Здесь говорят, что султан Вавилона не единожды пытался узнать, откуда вытекает река, и послал для этой цели своих людей. Они рассказали, что дошли до великого нагромождения скал, на которое невозможно было взобраться. С этой горы падала река, и им показалось, что на ее вершине росло множество деревьев...»
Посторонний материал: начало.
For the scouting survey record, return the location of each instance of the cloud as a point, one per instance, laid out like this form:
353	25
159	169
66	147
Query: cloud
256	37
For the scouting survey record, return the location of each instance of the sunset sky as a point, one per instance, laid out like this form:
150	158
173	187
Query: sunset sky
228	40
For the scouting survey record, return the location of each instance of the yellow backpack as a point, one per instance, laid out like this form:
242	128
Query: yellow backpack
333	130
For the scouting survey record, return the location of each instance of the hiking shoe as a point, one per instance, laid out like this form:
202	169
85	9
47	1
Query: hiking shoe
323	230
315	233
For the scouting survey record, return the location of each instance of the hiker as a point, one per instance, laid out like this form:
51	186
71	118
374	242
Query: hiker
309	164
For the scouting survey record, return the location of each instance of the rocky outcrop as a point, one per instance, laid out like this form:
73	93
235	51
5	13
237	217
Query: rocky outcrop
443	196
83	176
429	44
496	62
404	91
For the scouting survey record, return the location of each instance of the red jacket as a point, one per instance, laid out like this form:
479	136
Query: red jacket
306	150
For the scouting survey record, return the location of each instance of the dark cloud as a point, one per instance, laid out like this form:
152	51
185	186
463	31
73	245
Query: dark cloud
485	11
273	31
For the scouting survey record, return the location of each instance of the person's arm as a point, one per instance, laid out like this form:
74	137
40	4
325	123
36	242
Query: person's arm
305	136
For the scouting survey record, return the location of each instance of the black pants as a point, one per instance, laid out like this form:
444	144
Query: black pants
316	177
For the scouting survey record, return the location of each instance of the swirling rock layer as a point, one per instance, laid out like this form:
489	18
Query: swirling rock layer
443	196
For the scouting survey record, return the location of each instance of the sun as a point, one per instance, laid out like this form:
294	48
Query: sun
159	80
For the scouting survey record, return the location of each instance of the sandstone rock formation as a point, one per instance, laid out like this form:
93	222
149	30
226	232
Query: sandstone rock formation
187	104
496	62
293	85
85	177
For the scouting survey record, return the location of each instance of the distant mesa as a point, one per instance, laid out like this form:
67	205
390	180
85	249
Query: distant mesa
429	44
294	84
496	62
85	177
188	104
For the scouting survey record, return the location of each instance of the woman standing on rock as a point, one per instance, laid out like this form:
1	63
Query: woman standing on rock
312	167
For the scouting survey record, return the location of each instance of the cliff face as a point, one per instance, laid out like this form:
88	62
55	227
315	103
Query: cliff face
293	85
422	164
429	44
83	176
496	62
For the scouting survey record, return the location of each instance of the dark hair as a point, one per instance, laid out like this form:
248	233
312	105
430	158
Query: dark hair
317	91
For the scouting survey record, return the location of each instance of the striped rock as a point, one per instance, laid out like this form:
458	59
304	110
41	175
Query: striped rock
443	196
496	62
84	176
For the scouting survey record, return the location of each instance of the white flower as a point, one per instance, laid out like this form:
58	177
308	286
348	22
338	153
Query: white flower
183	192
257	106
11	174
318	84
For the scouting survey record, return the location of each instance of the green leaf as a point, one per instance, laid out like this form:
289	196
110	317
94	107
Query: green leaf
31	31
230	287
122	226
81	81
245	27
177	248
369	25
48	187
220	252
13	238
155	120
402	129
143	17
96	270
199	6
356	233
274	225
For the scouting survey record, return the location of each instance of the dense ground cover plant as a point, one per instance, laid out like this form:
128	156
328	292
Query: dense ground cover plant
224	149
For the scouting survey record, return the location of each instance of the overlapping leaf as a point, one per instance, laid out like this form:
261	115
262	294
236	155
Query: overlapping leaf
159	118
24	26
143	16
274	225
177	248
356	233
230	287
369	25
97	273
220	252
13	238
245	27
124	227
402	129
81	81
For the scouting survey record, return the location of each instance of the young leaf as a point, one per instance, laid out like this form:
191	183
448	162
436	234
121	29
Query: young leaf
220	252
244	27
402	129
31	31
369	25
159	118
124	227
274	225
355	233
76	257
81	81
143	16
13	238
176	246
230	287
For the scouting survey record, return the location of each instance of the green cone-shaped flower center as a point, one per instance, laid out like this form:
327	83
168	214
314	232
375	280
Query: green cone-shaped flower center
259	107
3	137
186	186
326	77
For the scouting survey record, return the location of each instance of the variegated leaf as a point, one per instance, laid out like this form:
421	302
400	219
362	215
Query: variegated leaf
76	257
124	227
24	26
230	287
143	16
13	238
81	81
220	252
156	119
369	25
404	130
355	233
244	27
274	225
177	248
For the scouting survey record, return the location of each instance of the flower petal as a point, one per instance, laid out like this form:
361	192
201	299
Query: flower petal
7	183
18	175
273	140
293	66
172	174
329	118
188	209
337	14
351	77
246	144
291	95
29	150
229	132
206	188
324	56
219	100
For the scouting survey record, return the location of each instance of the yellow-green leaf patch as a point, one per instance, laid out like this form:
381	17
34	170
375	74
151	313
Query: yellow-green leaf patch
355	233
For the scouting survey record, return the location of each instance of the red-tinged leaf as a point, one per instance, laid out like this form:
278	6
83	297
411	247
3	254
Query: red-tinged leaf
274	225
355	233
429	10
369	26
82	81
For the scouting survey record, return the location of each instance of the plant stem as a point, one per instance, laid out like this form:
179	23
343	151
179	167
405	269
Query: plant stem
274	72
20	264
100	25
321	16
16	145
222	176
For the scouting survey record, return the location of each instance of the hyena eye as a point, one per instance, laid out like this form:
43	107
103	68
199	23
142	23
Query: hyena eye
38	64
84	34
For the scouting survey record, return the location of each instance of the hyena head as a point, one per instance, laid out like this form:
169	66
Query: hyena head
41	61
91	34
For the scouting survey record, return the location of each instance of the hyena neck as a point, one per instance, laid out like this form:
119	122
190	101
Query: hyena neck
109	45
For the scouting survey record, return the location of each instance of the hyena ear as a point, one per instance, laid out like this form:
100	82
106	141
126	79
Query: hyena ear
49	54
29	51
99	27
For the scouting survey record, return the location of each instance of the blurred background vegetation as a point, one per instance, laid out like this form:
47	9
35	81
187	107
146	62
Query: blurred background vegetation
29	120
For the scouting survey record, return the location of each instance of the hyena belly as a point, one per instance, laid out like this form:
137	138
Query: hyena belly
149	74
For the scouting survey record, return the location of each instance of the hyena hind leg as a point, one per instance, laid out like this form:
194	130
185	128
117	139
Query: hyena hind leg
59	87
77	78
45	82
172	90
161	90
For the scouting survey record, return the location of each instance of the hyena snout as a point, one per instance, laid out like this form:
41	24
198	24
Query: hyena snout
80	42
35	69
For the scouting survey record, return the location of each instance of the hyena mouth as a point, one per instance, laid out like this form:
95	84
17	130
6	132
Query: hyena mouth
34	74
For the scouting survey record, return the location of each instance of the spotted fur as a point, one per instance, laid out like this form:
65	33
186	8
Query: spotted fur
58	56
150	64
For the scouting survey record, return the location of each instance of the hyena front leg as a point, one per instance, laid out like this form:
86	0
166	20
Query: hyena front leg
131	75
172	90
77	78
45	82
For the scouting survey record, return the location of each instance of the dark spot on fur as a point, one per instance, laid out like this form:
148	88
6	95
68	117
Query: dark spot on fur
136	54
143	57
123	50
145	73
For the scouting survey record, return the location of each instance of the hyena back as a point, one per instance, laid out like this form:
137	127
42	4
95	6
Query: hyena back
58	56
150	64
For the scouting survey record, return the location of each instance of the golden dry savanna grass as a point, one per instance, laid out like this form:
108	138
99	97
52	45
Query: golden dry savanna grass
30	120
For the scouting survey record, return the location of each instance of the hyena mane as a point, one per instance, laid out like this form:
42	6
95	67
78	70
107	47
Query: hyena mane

Индийский океан, который считали замкнутым, был средоточием грез, вместилищем неудовлетворенных желаний бедного и стесненного христианского мира: мечта об островах, богатых драгоценными металлами, редкими породами деревьев, пряностями. Марко Поло увидел там голого короля, сплошь обвешанного драгоценными камнями; фантастический мир, населенный сказочными людьми и животными, мечта об изобилии и сумасбродстве, рожденная бедным и ограниченным миром, мечта об иной жизни, о разрушении табу, о свободе перед лицом предписываемой Церковью строгой морали, обольщение миром извращенного питания, каннибализма, нудизма, полигамии, сексуальной свободы и распущенности. Самое любопытное — это то, что, когда христиане, рискуя собой, добирались туда, они находили там чудеса: Марко Поло встретил людей, наделенных хвостом, «толстым, как у собаки», а также единорогов (возможно, это были носороги), но они его разочаровали: «Это мерзкий на вид и отвратительный зверь. Он вовсе не таков, каким мы его здесь описываем, когда утверждаем, что он дается в руки девственнице».
Разумеется, люди Средневековья, которые восприняли традицию античных географов, делили Землю на три части — Европу, Африку и Азию, — но они стремились отождествить каждую из них с определенным религиозным пространством, и английский пилигрим, который написал «Путь паломников» о III крестовом походе, констатировал: «Таким образом, две части мира наступают на третий, и Европа, которая все-таки не признает вся целиком Христова имени, должна сражаться против двух других». Эта Европа, которую мусульманское присутствие в Испании мешало отождествить с христианским миром, оставалась для западных людей малоупотребимым, ученым, абстрактным понятием.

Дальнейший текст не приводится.